Трудно вообразить столь разных людей, а вот чувствую их обоих и обоих люблю.

(Краснов-Левитин)
И тем не менее епископ Николай (дипломат и политик) был безусловно честным человеком. В этом я убедился много позже, когда в 30-е годы, будучи уже студентом, разлетелся к владыке (в Петергоф) с просьбой благословить студенческую тайную организацию. Владыка промолчал, затем взглянул в окно и сказал: «Опять проливной дождь, у Вас есть зонтик, Анатолий Эммануилович? » «Нет», — оторопев от неожиданности вопроса, ответил я. «Ну, возьмите мой. Елена Васильевна, (это прислуга), дайте Анатолию Эммануиловичу зонтик! » Когда же я отказался от зонтика, владыка меня благословил и, как обычно, со мной поцеловался. Одного его слова было достаточно, чтоб погубить меня и ряд людей. Это слово сказано не было.

(Краснов-Левитин)
Последним выступил Лонгинов, один из самых ярых безбожников, редактор хулиганской газеты «Безбожник у станка», который даже Ярославского считал оппортунистом по отношению к религии. Попович (бывший семинарист), он носил длинную окладистую бороду. На этой почве часто возникали забавные недоразумения, когда он (совместно с Введенским) совершал турне с диспутами по провинции : когда они приезжали в какой-нибудь город, представители Горкома подбегали к Введенскому, одетому в шевиотовый костюм, и жали ему руку, тогда как Лонгинов, стоя в стороне, лукаво улыбался
в свою длинную бороду. В вагоне он был очень любезен с Введенским : угощал его то арбузом, то домашним пирогом и даже подносил ему фиалки. Зато на диспутах бывал груб и по-чекистски недоброжелателен.

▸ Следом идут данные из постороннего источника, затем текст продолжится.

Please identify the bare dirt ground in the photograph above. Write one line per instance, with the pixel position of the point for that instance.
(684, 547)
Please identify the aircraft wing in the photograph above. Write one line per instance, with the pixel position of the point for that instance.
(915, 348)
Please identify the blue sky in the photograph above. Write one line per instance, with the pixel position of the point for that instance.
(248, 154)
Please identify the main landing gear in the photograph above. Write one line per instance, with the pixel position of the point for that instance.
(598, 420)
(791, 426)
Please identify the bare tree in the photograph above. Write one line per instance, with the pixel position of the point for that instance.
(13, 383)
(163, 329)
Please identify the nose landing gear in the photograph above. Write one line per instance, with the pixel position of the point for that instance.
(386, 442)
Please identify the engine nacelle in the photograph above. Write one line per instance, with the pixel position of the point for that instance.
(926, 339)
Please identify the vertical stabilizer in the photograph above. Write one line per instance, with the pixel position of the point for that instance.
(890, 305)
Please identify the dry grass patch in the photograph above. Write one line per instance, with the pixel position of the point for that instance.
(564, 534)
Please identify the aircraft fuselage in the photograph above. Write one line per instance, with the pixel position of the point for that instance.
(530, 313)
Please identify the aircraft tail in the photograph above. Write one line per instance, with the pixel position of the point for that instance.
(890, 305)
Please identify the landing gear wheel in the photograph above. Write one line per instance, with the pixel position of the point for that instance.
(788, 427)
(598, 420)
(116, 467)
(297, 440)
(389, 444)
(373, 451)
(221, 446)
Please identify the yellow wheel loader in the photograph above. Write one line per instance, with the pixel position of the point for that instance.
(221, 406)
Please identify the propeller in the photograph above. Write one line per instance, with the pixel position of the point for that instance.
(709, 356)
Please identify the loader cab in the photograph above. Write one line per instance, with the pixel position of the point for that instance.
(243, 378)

На этот раз он превзошел самого себя : обрушившись на отца Кондратьева, он заявил, что «напрасно он дергает с таким ехидством Введенского за фалды. Если он переменил политику, то это великолепный комплимент, потому что нет человека в мире, который не занимался бы политикой ». Тут же, однако, прибавил, что не верит и обновленцам и не сомневается, что «они продадут нас кому угодно и за что угодно ». И закончил свою речь грубой тирадой. «Я сегодня выбивал свои брюки и от них пошло облако пыли. Еще больше пыли пойдет от вас, церковников, когда мы начнем скоро вас как следует бить».

Этим зловещим выступлением безбожника закончился диспут. Интересно, что в 30-е годы « выбиватель пыли » был сам арестован и провел в лагерях 20 лет. Вернулся лишь в 1956 г. немощным старцем. Видимо, палка, которой выбивают пыль, о двух концах.